New Foundations is consistent – a difficult mathematical proof proved using Lean

Getting into Lean and Collaborative Formalization

  • Commenters share enthusiasm for the Natural Numbers Game as an accessible way to start with Lean and proofs.
  • Some want “hands‑off” ways to stay involved; suggestions include learning via such games and contributing small lemmas.
  • There is mention of blueprint-style, GitHub-like collaborative proof projects where many people formalize large theorems together.

What is Special About New Foundations (NF)?

  • NF allows a universal set; the universe forms a Boolean algebra with complements.
  • Comprehension is restricted to “stratified” formulas, enforcing a lightweight type/level discipline that blocks Russell-style paradoxes.
  • Numbers can be defined à la Frege (e.g., 3 is the set of all 3‑element sets); cardinals and ordinals are equivalence classes of sets/well‑orderings.
  • Self-membership of sets is allowed; paradoxical constructions from naive set theory instead behave in “strange” but non-contradictory ways.
  • NFU (NF with urelements) is older and easier to show consistent; urelements are simply objects that are not sets, weakening extensionality.
  • Ordered-pair definitions matter: Kuratowski’s pair causes level issues in NF, so a “type-level” Quine ordered pair is preferred.
  • NF has essentially two axiom schemes (extensionality, stratified comprehension), contrasted with many more ad hoc axioms in ZF.

Significance and Limits of the Lean Consistency Result

  • The project formalizes the difficult part of an existing NF consistency proof in Lean.
  • The consensus: it shows “if Lean’s underlying theory is consistent, then NF is consistent”; no conflict with Gödel’s incompleteness.
  • NF is thereby “as safe” as a certain (stronger) fragment of classical set theory, but not promoted as a replacement for ZFC; NFU with Choice is seen as more practical.

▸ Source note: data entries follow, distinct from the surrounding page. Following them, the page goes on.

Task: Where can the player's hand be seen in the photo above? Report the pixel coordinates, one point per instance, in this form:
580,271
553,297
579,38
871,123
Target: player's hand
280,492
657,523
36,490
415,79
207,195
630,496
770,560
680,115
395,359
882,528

Gödel, Incompleteness, and Large Cardinals

  • Multiple comments clarify: a theory cannot prove its own consistency if it is strong enough, but a stronger theory can.
  • Consistency proofs always assume some stronger metatheory; this is not a workaround but inherent to how such proofs work.
  • The NF proof rests on a relatively mild set-theoretic strength (e.g., existence of certain infinite cardinals), still stronger than NF itself.
  • Discussion notes subtle points: self-verifying weak theories exist, but not at the strength of Peano arithmetic / ZFC.

Trust, Kernels, and Bugs in Proof Assistants

  • One side argues Lean is just “another system with bugs and libraries,” so it’s not a magical gold standard.
  • Others respond that for soundness you only need to trust the small kernel; all libraries reduce to kernel-checked proof terms.
  • Libraries can be “wrong” only in the sense of definitions not matching intended mathematics, not in allowing false theorems if the kernel is correct.
  • There is acknowledgment of real-world kernel bugs in other provers and the possibility of subtle Lean bugs or hardware faults, but these are seen as far rarer than human proof errors.
  • Suggested mitigations: independent checkers, multiple implementations (as in Metamath), running proofs on different platforms.

Machine vs Human Proofs and Specification Risk

  • Many comments argue machine-checked proofs are superior at verification: they don’t get bored, and every step is formally checked.
  • The main remaining risk is specification: whether the formal statement and definitions actually capture the intended mathematics.
  • This risk exists equally in informal mathematics; test suites of basic lemmas and examples are proposed as partial safeguards.
  • Some emphasize that humans remain essential for mapping between natural-language mathematics and formal statements.

LLMs, Proof Search, and Advanced Mathematics

  • Debate over whether LLMs can help with deep, baroque theories (e.g., IUT/abc conjecture).
  • Skeptics say current LLMs only handle trivial lemmas; proponents note LLM-guided proof search has already modestly improved automated provers.
  • There is speculation that building an AI to understand very difficult work might be easier than humans understanding it, but others stress LLMs still mainly tackle proof-search, not high-level conceptual modeling.

Comparisons to Other Major Proofs

  • The NF result is contrasted with:
    • Computer-aided validations like the Four Color Theorem and the Kepler Conjecture.
    • The Liquid Tensor Experiment, where the original author already believed the proof but wanted computer confirmation.
    • Controversial long proofs such as the claimed abc-conjecture proof, which many experts find impenetrable; NF’s proof is described as complicated but comprehensible and thus more amenable to formalization.

Impact on Foundations and Future of NF

  • Some commenters like the aesthetics and intuitive appeal of a universal set and simple axioms.
  • Others find NF “odd” and prefer Zermelo-style foundations pragmatically, even if NF is philosophically attractive.
  • The result is seen less as “ZFC is dead” and more as: NF is now a fully respectable alternative foundation with verified consistency relative to mainstream set theory.